I complained to the medical director, who promised to address the problem. Then she went out of town the next week, and while she was away, someone in upper management slammed on the brakes. By the cold tone of an email we received, each of us on outreach was informed that we would gather no names, no birthdates, no symptoms, only giving vague guidance to the doctors who would follow in the afternoons. If their schedules allowed.
***
Back at the closed studio, today, it’s begun raining. To keep us safe from each other, my assistants and I alternate our on-site project days. Surrounded by stacks of abandoned artwork, I clear off one table. Large framed paintings lean against the walls like tombstones.
On the empty table, I lay out sheets of paper, each marked with a big capital letter. Once I have my alphabet aligned in two neat columns, I walk over to the kiln and retrieve the rolling, stainless steel shelves holding plastic milk crates of completed memorial tiles. I roll the whole project over to my work space. Then I begin setting out the tiles by last name, methodically laying out people on top of the clean surface. I feel a chill, like I’m organizing a morgue, doing autopsies in this silent, sterile area.
***
This week, I’m going out in the mornings with one studio assistant. She’s all I have left, the others having already moved on to new jobs. The studio is still closed. We’re doing “art outreach” now, while awkwardly gloved and masked. The new grants for my program somehow came through; I get to figure out how to convince our funders that making art at picnic tables with frightened homeless people risking COVID-19 exposure counts as providing them valuable “open studio” sessions.

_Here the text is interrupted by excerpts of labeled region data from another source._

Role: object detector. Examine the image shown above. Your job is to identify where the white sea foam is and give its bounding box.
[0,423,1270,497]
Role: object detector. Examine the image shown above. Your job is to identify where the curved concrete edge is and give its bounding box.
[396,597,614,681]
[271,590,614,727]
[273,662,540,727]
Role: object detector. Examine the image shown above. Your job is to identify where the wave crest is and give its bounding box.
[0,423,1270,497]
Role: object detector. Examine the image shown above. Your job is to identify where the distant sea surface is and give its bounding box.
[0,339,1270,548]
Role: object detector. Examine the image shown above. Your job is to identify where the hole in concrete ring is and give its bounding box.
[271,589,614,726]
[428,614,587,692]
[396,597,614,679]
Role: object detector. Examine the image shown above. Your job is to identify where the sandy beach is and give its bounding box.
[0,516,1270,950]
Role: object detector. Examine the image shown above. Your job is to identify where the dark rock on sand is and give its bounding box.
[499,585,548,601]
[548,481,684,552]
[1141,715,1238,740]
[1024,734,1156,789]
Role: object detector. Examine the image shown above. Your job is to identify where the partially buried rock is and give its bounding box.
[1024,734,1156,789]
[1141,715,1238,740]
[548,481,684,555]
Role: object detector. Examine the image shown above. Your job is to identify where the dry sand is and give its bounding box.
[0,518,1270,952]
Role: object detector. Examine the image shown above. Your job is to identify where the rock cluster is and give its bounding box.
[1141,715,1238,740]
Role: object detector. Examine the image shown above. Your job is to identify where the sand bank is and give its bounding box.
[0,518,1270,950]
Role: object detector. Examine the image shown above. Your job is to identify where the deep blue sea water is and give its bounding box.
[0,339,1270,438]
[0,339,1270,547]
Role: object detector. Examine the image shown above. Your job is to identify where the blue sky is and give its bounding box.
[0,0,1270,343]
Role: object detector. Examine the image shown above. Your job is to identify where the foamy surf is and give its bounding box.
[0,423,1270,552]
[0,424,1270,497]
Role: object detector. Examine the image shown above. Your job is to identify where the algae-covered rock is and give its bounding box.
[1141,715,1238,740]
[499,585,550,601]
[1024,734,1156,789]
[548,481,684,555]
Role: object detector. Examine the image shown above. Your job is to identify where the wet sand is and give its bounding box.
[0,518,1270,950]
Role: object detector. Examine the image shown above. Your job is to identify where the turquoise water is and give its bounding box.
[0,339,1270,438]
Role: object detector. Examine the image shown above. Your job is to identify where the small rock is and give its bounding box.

I look around at the people in this park as we arrive. One couple is dozing under a tree. A miserable guy at the far table looks like he’s trying to manage heroin withdrawal. Two other guys are passing a bottle of vodka. It’s nine-thirty in the morning.
We pop the trunk of the car and pull our supplies: Ziplock bags containing art kits we made in the studio, and bottled water.
“You need some water?” my assistant says, approaching the couple under the tree. They are glad to take it, and she engages them in conversation, handing them art projects, a way to kill time.
***
Once I have the tiles alphabetized, I go back through my lists, double-checking that we got them all—all 144 names. As each page is checked off, I stack those tiles back in a milk crate, tracing the familiar names with my fingers. Then I lay the completed paper on top like a cold, white shroud.